I'm thinking this has to do with dominated convergence.
I know it kinda works, but I'm not 100% sure why and how the steps are rigorously carried out and possibly the above theorem is applied. Let me start:
Starting with the expression $$ f(x)=\sum_{k=1}^{\infty} k^{-s} \left(k+x\right)^{-s} $$ where $x>0$ and we see by inspection, that it clearly converges for $s>1/2$.
Now I'm interested in the large $x$ behaviour, so thinking inside the sum $k$ is fixed and $x$ large enough such that $\frac{k}{x}<1$ we expand $\left(k+x\right)^{-s}$ to obtain $$ =x^{-s} \sum_{k=1}^{\infty} k^{-s} \sum_{m=0}^\infty \begin{pmatrix} -s \\ m \end{pmatrix} \left(\frac{k}{x}\right)^m \\ =x^{-s} \sum_{k=1}^{\infty} \sum_{m=0}^\infty \begin{pmatrix} -s \\ m \end{pmatrix} x^{-m} \, k^{-\left(s-m\right)} \, . $$ Now I argue that for $k/x<c<1$ the inner sum is uniformly convergent and I can interchange summation order.
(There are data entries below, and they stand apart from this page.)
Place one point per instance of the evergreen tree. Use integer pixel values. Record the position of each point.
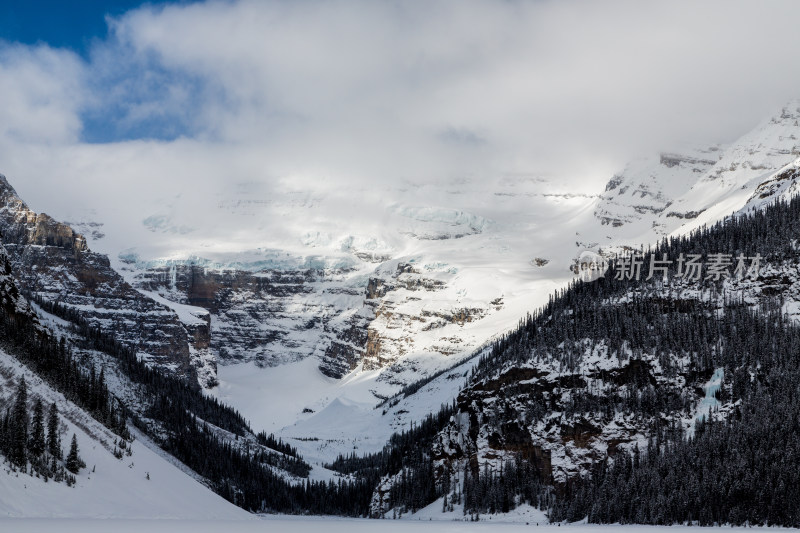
(53, 438)
(74, 462)
(19, 426)
(37, 441)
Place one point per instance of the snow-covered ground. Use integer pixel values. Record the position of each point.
(108, 487)
(307, 525)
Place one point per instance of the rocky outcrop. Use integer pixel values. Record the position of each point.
(270, 316)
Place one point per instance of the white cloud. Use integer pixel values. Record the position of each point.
(377, 93)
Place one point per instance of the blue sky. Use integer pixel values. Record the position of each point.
(59, 23)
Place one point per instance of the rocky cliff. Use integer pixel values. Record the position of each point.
(50, 261)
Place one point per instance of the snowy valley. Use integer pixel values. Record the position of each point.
(365, 312)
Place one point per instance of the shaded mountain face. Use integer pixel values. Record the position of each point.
(50, 261)
(621, 372)
(679, 191)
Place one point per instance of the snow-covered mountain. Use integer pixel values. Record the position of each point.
(335, 317)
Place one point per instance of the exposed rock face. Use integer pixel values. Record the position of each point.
(648, 187)
(52, 261)
(342, 317)
(271, 316)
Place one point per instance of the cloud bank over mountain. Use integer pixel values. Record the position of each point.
(191, 98)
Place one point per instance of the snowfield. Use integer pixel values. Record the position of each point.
(309, 525)
(108, 487)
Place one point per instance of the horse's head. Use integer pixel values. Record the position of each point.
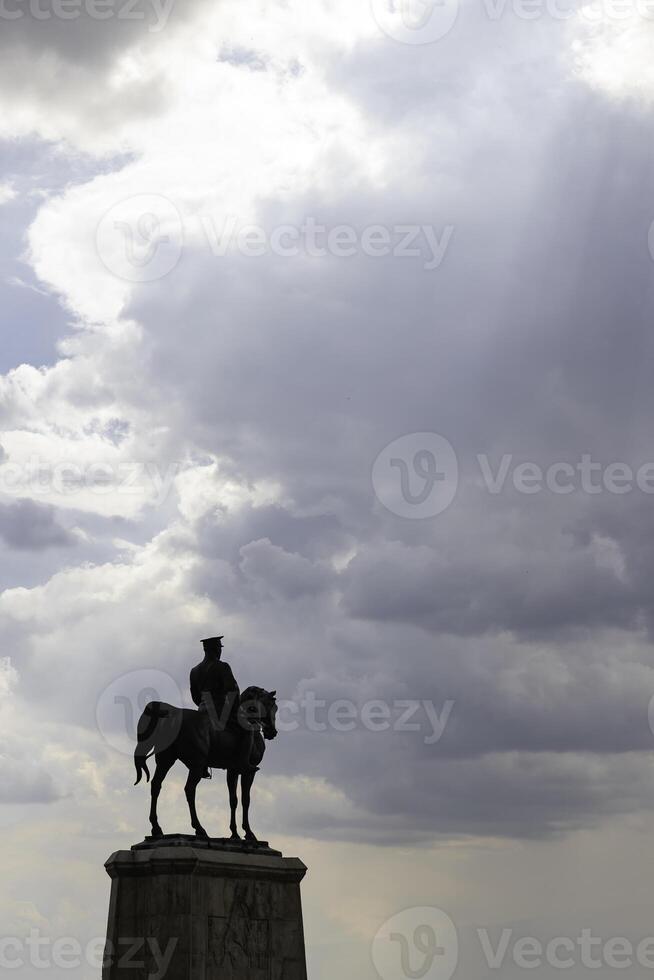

What I'm not really clear about is, that the outer sum $k$ obviously goes to $\infty$, but for the matter of the inner sum I can view $k$ being fixed for the moment, so that summation order can be swapped?
Doing so we arrive at $$ =x^{-s} \sum_{m=0}^{\infty} \begin{pmatrix} -s \\ m \end{pmatrix} x^{-m} \sum_{k=1}^\infty k^{-\left(s-m\right)} \, . $$ But now in the same spirit $m$ is being viewed as fixed value and the inner sum converges for $s>m+1$. The final result is thus $$ f(x)=x^{-s} \sum_{m=0}^{\infty} \begin{pmatrix} -s \\ m \end{pmatrix} \zeta\left(s-m\right) \, x^{-m} $$ which is only an asymptotic series, because $\zeta(s-m)$ grows like $\frac{\Gamma(1+m-s)}{(2\pi)^{1+m-s}}$.
This is most likely due to the summation order interchangement. But does this also mean, that this function does not have a proper convergent asymptotic expansion?